Mme B estime que l’acte est nul car contenant une clause de voie parée.

A titre subsidiaire, Mme B fait observer que les parties n’ont pas prévu d’estimer le bien litigieux, de sorte que le pacte commissoire serait nul.

A titre plus subsidiaire, Mme B fait observer que la valeur du bien immobilier n’a pas été clairement déterminée et que la dation en paiement est nulle faute de précision d’équivalence entre la chose prêtée et celle remise en paiement.

En tout état de cause, elle considère qu’il a lésion alors que le bien immobilier vaut plus de trois fois le montant du prêt.

Mme B fait observer que le renouvellement de l’inscription hypothécaire le 12 septembre 2011 est nul, alors que l’effet de l’inscription antérieure se terminait le 21 décembre 2001, que les intérêts sont prescrits, que le taux ne peut être que le taux légal, que l’indemnité sur le capital correspond à une clause pénale qui sera réduite.

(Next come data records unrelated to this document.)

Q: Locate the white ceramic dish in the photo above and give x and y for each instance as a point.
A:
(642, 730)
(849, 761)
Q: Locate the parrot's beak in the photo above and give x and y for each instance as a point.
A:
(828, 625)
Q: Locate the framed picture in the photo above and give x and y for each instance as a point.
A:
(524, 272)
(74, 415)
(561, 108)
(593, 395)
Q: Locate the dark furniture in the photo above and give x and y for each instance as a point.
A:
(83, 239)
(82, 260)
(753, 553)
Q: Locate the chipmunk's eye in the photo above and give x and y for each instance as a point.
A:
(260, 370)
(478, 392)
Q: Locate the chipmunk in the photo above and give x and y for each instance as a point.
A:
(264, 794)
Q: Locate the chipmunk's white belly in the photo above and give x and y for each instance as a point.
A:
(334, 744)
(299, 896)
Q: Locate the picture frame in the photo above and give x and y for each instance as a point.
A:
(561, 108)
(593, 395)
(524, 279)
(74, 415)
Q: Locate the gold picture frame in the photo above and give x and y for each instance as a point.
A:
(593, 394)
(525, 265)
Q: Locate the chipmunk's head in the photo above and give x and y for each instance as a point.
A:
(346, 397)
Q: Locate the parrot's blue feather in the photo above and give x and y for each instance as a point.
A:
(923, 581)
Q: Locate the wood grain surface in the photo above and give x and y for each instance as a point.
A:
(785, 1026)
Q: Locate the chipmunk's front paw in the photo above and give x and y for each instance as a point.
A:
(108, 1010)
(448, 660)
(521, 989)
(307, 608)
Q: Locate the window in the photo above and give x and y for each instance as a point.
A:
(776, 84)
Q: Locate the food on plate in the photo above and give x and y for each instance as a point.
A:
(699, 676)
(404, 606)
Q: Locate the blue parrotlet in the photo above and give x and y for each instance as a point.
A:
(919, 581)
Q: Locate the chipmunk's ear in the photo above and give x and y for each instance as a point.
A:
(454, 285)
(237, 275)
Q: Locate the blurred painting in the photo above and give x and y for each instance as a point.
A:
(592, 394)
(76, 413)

Elle considère que le notaire a commis une faute en ne lui expliquant pas les conséquences de l’engagement de cautionnement hypothécaire en raison de la disproportion entre l’obligation et l’immeuble objet de la dation.

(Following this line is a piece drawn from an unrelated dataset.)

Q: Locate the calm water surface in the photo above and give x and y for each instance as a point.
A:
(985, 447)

Par ses dernières conclusions, déposées le 14 janvier 2014 et notifiées le 20 juin 2014, Mme AK AO E-A divorcée Y demande à la cour d’appel, au visa de l’article 1134 du code civil, des articles 1289 à 1293 du code civil, de l’article 1382 du code civil, des articles 2134 et suivants du code civil, de l’article 10 de la loi du 31 décembre 1975, de l’article 15 II. de la loi du 6 juillet 1989, de l’article 1589 du code civil, de l’article 565 du code de procédure civile, de :

— dire que le locataire ne bénéficie d’aucun droit de préemption tant sur le terrain de la loi du 6 juillet 1989 que sur celui de la loi du 31 décembre 1975,

— constater qu’aucune hypothèque n’a été prise avant celle résultant de l’acte du 21 juin 1999,

— dire que le transfert de propriété était réalisé depuis le 21 décembre 1999 à défaut de remboursement du prêt à cette date,

— dire que l’acte notarié du 21 juin 1999 est une dation en paiement et ne peut être qualifié de pacte commissoire avec clause de voie parée,

— confirmer le jugement en toutes ses dispositions,

— à titre subsidiaire, si l’acte du 21 juin 1999 était qualifié de pacte commissoire avec clause de voie parée et si la cour devait juger que la tradition réelle de l’immeuble ne permettra pas d’éteindre la dette de Mme B et de M. C envers Mme E-A, dire Mme B et M. C restent redevables à la date du 19 janvier 2014 de la somme de 143.167,01 € et les condamner solidairement à payer cette somme à Mme E-A,

— dire que cette prétention n’est pas nouvelle et est parfaitement recevable sur le fondement de l’article 565 du code de procédure civile puisque Mme E-A en première instance avait demandé la condamnation des époux C à lui payer la somme de 24.247,01 € arrêtée au 31 août 2007 (outre intérêts contractuels à compter de cette date) après dation en paiement et compensation de la soulte de 15.244,90 €,

— à titre subsidiaire, condamner Mme B et M. C à payer à Mme E -A la somme due au 19 janvier 2014 ( à parfaire au jour de la décision) de 143.167,01 €,

— en toute hypothèse condamner solidairement Mme B et M. C au paiement de la somme de 5.000 € en application des dispositions de l’article 700 du code de procédure civile, ainsi qu’aux entiers dépens, avec distraction au profit de M°BOULAN de la Selarl BOULAN CHERFILS IMPERATORE.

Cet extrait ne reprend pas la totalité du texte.